En 1885, le PO décida la mise à voie normale de la ligne, abandonnant le système Arnoux, trop contraignant et surtout incompatible avec les autres lignes de chemin de fer (un sujet récurrent dans l’histoire – même contemporaine – des transports parisiens).

Sans interrompre le trafic, le PO engagea les travaux, auxquels il ajouta la mise à double voie entre Bourg la Reine et Orsay, la création des haltes de Gentilly, Laplace et Bures sur Yvette, des gares aux marchandises d’Arcueil et de Boullay les Troux ainsi que l’agrandissement de plusieurs gares. La rectification des courbes s’opéra de façon relativement aisée sur l’axe principal, suaf à Bourg la Reine et Palaiseau, où de nouveaux tracés durent être établis et le radier du tunnel de Bourg la Reine abaissé. Un nouveau tracé entre Bourg la Reine et Sceaux fut entièrement établi.

Sceaux-BVbourg-la-reine

La gare de Bourg la Reine à la fin du 19ème siècle, avec à gauche la bifurcation de Robinson après les travaux de mise à voie normale réalisés par le Paris-Orléans. A quai en direction de Massy et Limours, une composition typique avec des voitures sur essieux à portières latérales et vigie. Bourg la Reine était alors une paisible bourgade au sud de Paris...

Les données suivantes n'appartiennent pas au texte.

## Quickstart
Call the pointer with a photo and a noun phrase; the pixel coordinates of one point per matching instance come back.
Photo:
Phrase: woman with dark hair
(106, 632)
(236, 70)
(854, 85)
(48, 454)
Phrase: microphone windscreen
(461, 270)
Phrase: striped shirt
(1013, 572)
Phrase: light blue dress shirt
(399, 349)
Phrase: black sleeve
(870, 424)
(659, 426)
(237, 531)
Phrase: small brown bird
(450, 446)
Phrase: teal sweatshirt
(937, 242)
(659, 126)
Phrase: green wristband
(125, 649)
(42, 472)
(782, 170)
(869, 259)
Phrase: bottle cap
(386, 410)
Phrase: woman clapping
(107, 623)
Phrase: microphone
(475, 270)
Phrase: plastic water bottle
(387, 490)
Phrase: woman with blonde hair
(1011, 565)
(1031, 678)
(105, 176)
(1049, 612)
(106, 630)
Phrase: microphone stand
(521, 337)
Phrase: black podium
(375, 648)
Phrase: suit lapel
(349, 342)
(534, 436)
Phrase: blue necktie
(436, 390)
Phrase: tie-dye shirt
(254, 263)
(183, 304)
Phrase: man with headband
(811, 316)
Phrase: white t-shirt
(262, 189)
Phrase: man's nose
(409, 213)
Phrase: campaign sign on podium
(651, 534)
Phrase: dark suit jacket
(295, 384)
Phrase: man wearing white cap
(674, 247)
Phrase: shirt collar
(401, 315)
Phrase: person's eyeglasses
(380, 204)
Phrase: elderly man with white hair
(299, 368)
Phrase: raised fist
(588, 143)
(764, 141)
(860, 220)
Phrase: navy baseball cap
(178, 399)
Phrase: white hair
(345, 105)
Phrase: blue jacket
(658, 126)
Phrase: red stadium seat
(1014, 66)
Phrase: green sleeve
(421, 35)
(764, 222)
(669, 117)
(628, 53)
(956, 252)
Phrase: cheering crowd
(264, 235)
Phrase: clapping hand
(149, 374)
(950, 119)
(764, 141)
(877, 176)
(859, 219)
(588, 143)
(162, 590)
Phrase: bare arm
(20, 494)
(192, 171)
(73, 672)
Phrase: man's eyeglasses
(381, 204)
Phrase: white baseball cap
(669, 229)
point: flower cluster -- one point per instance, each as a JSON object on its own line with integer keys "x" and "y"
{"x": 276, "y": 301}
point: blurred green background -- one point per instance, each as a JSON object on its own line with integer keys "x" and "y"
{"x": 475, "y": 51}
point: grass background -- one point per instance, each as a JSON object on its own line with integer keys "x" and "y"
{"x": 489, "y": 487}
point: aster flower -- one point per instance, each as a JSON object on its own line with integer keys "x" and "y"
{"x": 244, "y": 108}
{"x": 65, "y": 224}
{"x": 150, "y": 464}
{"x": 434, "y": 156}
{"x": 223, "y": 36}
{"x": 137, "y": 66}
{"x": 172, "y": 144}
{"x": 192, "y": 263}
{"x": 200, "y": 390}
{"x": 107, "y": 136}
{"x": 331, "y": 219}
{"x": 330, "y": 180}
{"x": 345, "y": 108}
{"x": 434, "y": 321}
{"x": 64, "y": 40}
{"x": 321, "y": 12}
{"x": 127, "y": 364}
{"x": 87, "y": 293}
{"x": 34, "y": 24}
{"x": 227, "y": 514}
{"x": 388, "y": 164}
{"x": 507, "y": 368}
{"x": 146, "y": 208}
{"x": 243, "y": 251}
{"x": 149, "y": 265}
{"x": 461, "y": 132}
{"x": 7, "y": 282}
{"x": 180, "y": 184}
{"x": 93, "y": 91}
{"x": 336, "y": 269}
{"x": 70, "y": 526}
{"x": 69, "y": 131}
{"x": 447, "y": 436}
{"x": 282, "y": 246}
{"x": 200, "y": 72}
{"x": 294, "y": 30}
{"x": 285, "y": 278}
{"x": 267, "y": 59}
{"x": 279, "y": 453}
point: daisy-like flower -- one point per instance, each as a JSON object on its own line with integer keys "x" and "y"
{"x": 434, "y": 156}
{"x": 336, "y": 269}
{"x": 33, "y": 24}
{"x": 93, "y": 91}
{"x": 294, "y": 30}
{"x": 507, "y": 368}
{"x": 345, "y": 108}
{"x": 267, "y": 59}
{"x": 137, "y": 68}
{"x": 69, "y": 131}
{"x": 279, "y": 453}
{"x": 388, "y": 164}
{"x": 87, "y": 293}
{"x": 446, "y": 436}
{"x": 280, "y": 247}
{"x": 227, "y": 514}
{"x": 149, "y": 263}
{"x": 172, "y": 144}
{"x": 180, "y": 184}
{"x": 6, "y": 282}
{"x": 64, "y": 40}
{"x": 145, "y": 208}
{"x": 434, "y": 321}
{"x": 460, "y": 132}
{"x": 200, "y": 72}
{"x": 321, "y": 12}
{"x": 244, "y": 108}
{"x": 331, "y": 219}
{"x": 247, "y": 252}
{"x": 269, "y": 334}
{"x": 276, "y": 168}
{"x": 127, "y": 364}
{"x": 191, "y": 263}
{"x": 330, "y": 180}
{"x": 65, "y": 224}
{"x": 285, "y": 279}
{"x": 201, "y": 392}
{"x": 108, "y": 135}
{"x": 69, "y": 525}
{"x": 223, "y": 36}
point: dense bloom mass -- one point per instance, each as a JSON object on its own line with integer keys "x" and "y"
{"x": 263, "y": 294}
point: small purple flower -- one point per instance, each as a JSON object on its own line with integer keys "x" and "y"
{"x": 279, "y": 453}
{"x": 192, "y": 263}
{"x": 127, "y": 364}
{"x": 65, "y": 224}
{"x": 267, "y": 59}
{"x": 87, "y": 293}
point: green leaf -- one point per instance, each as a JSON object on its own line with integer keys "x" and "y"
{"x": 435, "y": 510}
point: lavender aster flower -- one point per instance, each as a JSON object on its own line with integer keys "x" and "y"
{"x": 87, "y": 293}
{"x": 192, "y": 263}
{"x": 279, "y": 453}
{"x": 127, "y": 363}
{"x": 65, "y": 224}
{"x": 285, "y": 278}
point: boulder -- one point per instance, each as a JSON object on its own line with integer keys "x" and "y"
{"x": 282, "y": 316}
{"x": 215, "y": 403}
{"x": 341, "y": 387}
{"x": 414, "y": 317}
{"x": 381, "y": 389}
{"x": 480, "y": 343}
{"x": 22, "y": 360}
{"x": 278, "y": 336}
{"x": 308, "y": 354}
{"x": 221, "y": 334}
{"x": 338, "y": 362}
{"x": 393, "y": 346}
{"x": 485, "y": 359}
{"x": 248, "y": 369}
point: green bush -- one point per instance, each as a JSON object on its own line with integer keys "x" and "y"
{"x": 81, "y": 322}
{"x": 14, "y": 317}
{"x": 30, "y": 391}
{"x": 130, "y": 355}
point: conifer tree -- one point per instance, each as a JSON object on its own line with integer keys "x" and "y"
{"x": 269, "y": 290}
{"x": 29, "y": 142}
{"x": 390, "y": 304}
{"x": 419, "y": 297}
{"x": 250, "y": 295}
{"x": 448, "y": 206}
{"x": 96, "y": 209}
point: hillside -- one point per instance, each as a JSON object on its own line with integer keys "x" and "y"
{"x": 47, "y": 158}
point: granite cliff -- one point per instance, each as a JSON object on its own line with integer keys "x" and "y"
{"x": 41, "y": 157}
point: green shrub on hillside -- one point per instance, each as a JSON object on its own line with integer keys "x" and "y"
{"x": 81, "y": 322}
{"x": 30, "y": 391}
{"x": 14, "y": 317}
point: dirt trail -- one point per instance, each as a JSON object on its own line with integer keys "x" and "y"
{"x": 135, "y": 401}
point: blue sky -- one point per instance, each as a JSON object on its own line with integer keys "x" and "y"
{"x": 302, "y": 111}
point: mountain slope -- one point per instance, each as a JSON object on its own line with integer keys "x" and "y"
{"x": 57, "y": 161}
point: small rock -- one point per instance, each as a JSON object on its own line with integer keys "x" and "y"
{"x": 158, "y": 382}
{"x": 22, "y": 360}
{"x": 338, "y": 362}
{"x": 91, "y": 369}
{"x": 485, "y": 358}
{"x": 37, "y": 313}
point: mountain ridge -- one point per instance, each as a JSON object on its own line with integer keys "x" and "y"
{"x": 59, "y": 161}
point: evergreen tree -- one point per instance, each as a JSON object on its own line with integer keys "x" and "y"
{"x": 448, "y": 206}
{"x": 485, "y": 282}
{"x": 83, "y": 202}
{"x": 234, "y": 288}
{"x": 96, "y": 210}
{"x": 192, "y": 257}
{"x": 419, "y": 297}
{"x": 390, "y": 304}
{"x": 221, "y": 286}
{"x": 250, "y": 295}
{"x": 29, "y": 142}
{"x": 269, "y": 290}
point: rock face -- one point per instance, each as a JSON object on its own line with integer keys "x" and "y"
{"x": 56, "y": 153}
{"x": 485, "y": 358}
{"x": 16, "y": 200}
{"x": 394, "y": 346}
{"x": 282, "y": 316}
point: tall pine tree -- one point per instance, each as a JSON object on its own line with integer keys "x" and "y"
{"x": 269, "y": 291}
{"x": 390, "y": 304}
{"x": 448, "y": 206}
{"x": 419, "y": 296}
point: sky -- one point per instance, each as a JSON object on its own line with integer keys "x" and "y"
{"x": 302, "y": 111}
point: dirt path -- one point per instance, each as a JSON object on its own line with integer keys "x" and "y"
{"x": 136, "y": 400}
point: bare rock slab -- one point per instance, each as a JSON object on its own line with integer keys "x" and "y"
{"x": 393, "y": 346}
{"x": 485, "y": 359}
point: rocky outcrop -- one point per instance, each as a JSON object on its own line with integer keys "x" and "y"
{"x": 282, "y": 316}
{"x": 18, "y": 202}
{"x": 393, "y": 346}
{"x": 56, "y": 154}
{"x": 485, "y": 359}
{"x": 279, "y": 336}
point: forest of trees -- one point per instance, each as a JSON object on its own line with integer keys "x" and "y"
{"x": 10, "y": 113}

Le basculement des deux systèmes s’effectua dans la nuit du 21 au 22 mai 1891 sur la branche de Limours, en seulement 9 heures de travail titanesques pour reprendre notamment tous les aiguillages et introduire le nouveau matériel. Les sections à double voie avaient été réalisées voie par voie par anticipation durant environ 2 mois. Sur la branche de Sceaux, l’opération fut évidemment facilitée par l’abandon du tracé originel entre Bourg la Reine et Sceaux au profit d’une section nouvelle à destination de Robinson, quartier aux limites de Sceaux et du Plessis-Robinson, mise en service en mai 1893.

Sceaux-robinson

La gare de Robinson, créée lors de la réalisation du nouveau tracé, avec sa remise à locomotives au premier plan et sa halle aux marchandises à gauche, en face du bâtiment des voyageurs. La ligne de Sceaux était encore une ligne de chemin de fer où le trafic de marchandises et de produits maraîchers était important.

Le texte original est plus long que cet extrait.